死刑待てなかったのか 『飯塚事件』死後再審願う妻

東の足利、西の飯塚-。一九九〇年代前半、初期のDNA型鑑定によって有罪認定された受刑者が、再審を求める二つの事件があった。「足利事件」の菅家利和さん(62)は十七年半ぶりに釈放されたが、二人の女児を殺害したとして死刑判決を受けた「飯塚事件」の久間(くま)三千年(みちとし)元死刑囚は昨年十月、七十歳で死刑を執行された。再審請求前だったが執行の時期に誤りはなかったのか。一方で事件の現場では「もう済んだ話だと思っていたが」との戸惑いが広がっている。 (荒井六貴、佐藤直子)

 「今、ここまで執行されているが、自分の番まではまだあるかな」。昨年九月、弁護団の徳田靖之弁護士が福岡拘置所で面会した際、久間元死刑囚は確定死刑囚のリストを示しながら語っていた。

 昨年十月中旬、足利事件の再審請求で、東京高裁が最新技術によるDNA型の再鑑定を実施する方針であることが報じられた。弁護団も希望を見いだした。しかし、久間元死刑囚は直後の同月二十八日に死刑が執行された。

 足利事件の再鑑定の動きを知りながら、法務省は精度の低い初期の鑑定を基に刑が確定した死刑囚の執行に踏み切った。確定から二年というスピード執行だった。

 「早く再審請求をしていれば」と弁護団は悔やむ。「足利の再鑑定が動きだす中での執行は、判断の誤りではないか」と指摘する。足利の弁護団と連携しながら、年内に死後再審の開始を請求するが、捜査に使われた試料は残っておらず、足利の再鑑定で、初期のDNA型鑑定の信ぴょう性が疑わしくなったことを突破口にしたい考えだ。

 「弁護士さんに(再審請求の)意思は伝えています」。久間元死刑囚の妻は九日、福岡県飯塚市の自宅前で心境を明かした。弁護団によると、妻は事件後も地元を離れず、働きながら一人息子を育てたという。

 「足利のことはよく分かりません。(無実だという)本人の言葉を取り上げてほしかった。(死刑を執行されたら)言いたいことを言えないままでしょ」と、記者に厳しい視線を向けた。

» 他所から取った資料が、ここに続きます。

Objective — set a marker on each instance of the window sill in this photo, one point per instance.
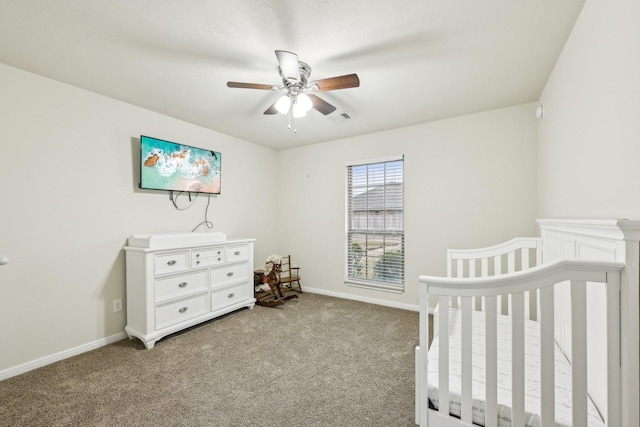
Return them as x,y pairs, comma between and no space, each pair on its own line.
396,289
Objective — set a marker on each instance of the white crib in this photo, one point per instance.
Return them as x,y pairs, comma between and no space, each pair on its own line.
502,351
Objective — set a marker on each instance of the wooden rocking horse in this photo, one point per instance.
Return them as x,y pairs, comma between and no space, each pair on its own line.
271,276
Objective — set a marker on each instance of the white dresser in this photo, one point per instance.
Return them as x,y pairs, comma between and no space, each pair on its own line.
175,281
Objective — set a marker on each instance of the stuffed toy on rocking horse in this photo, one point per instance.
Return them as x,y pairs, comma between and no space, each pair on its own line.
272,270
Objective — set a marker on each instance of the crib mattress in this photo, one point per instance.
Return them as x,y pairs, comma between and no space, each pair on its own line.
532,374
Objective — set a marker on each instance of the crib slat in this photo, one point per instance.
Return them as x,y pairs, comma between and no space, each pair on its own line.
491,362
579,352
547,366
524,259
484,267
517,359
511,262
613,354
466,360
443,355
472,267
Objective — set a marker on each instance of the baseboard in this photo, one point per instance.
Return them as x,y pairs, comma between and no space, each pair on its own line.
377,301
38,363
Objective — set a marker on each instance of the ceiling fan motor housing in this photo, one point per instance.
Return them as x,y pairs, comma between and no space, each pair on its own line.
305,71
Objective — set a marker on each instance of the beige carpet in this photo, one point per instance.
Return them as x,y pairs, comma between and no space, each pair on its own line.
315,361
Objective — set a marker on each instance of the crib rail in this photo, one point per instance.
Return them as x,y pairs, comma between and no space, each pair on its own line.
541,280
514,255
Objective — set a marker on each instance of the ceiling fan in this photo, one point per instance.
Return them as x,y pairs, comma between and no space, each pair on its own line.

 飯塚市内の同じ小学校に通学する一年生の女児二人=当時(7つ)=が、登校途中に姿を消したのは一九九二年二月。現場は民家の壁に囲まれた三差路とみられ、現在も通学路になっている。

 近所の無職男性(80)は「もう済んだもんだと思っていたが、どう判断していいのか」と戸惑いを見せる。

 二人の女児の遺体は約二十キロ離れた薄暗い雑木林で見つかった。現場には三十センチほどの二体の地蔵が置かれていた。久間元死刑囚の再審請求の動きに、女児の母親は「もう結構です」とだけ答えた。

 <飯塚事件> 1992年2月、福岡県飯塚市の小学1年女児2人が行方不明になり、遺体が南東部にある甘木市(現・朝倉市)の山中で絞殺体で見つかった。目撃された車などから、久間三千年元死刑囚が浮上。女児の体内から検出された体液のDNA型が一致したことや、車のシートの繊維が女児のつめから見つかったなどの状況証拠から福岡県警が94年9月に逮捕。捜査段階から否認を続けたが、一審の福岡地裁は99年、「鑑定の証拠能力を肯定できる」と死刑を言い渡した。最高裁で2006年に確定し、昨年10月に死刑が執行された。
http://www.tokyo-np.co.jp/article/national/news/CK2009061402000071.html


飯塚事件のことは、先日書きましたが、詳しい記事がありました。

足利事件と同じ時期に、DNA鑑定で有罪になりましたが、こちらは死刑判決が下され、執行されました。

私は、死刑執行があるたびに、死刑反対や廃止のことを書いていますが、冤罪かもしれない人を死刑にしては、取り返しがつきません。